Tuesday, February 19, 2013

Album reviews for February, 2012

A new year will bring a few new directions in this blog. The first is that, due to time and other obligations, the reviews will now be monthly, at varying times during the month. This will help me keep it focused and not as random as they have been. That being said, it has been a tremendous month for music with many new releases and news of upcoming albums. And we commence:

Bad Religion - True North

On this, the band's 16th album, Bad Religion rely on some old tricks. It is one of their shortest since 1988's Suffer, and maybe this is a good thing. Previous albums did have some filler tracks. (their last two especially), and the band has trimmed the fat. This record is one of their best since 1992's Generator. Tracks such as Robin Hood In Reverse, True North, and Everybody Knows. Greg Graffin has a degree in zoology and teaches at UCLA, and Bad Religion's trademark dictionary like vocabulary is still intact. You won't find many albums nowadays with words such as plutocrat, and declination. It's incredible that even at their old age, they still manage to make awesome music and have such energy.

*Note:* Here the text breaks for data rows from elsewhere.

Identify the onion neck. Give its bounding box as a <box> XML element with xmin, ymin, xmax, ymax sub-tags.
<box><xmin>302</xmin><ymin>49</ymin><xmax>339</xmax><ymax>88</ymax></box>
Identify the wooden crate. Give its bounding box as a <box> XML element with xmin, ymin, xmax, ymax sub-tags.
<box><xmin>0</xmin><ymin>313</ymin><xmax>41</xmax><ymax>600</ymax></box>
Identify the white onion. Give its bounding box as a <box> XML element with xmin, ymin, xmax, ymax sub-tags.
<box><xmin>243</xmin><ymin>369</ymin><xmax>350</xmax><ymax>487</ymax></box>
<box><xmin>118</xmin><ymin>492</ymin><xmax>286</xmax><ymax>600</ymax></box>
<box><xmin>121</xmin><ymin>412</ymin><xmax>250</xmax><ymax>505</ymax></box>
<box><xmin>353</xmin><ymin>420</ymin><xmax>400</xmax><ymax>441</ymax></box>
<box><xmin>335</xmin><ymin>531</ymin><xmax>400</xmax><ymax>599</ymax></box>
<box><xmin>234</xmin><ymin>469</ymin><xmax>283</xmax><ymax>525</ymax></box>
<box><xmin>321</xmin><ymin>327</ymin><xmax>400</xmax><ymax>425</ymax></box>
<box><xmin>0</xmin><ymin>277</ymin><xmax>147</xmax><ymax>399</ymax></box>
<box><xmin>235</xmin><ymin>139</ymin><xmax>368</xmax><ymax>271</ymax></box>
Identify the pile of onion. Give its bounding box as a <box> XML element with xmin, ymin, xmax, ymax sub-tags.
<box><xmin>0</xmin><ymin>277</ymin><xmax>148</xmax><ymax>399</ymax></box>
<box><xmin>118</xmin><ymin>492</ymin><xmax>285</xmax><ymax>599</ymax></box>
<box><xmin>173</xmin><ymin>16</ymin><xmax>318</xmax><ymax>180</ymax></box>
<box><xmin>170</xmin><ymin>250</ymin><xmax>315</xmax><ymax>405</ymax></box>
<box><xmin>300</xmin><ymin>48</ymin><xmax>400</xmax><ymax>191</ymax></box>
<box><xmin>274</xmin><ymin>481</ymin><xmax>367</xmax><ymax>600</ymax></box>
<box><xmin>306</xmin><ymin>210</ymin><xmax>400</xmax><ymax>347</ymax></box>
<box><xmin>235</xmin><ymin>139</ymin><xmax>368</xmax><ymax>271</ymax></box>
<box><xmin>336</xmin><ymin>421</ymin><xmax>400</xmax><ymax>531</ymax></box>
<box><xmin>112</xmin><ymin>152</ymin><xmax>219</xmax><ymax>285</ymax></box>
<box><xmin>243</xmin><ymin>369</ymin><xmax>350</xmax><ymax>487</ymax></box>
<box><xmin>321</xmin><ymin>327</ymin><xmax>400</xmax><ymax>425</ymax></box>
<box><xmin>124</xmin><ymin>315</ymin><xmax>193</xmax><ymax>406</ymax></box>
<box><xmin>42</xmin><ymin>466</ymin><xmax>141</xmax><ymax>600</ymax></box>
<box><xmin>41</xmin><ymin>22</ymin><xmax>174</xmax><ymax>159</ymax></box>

Nick Cave and the Bad Seeds - Push the Sky Away

Nick Cave has several incarnations. the crazed screecher on the Birthday Party, the crooner and sometimes poet with the Bad Seeds, and the loud rock of Grinderman. This album, the band's 15th album recalls albums such as The Boatman's Call and No More Shall We Part. It's worth noting that this is their first album without Mick Harvey, who has been the Bad Seeds guitarist of nearly 30 years. Warren Ellis really shines on this album, and you can hear lush strings and lots of flutes. The first single, We No Who U R, is built on a drum machine, and sees Nick being the crooner once again. Another highlight is Jubilee Street, which is about a murdered prostitute (which would fit in on Murder Ballads), and one of my favorites is the song Higgs Boson Blues, in which Nick Cave makes references to everything from Lucifer, to Robert Johnson to Hanna Montana. Theses songs supposedly came about from "random Googling and reading wikipedia entries" and it's a fitting tribute to our information age, and sees Nick mellowing out, but still rocking. The closing title track may be one of the most beautiful songs Nick has ever done,and one of the best closers to an album ever. One word to describe this: hallucinogenic.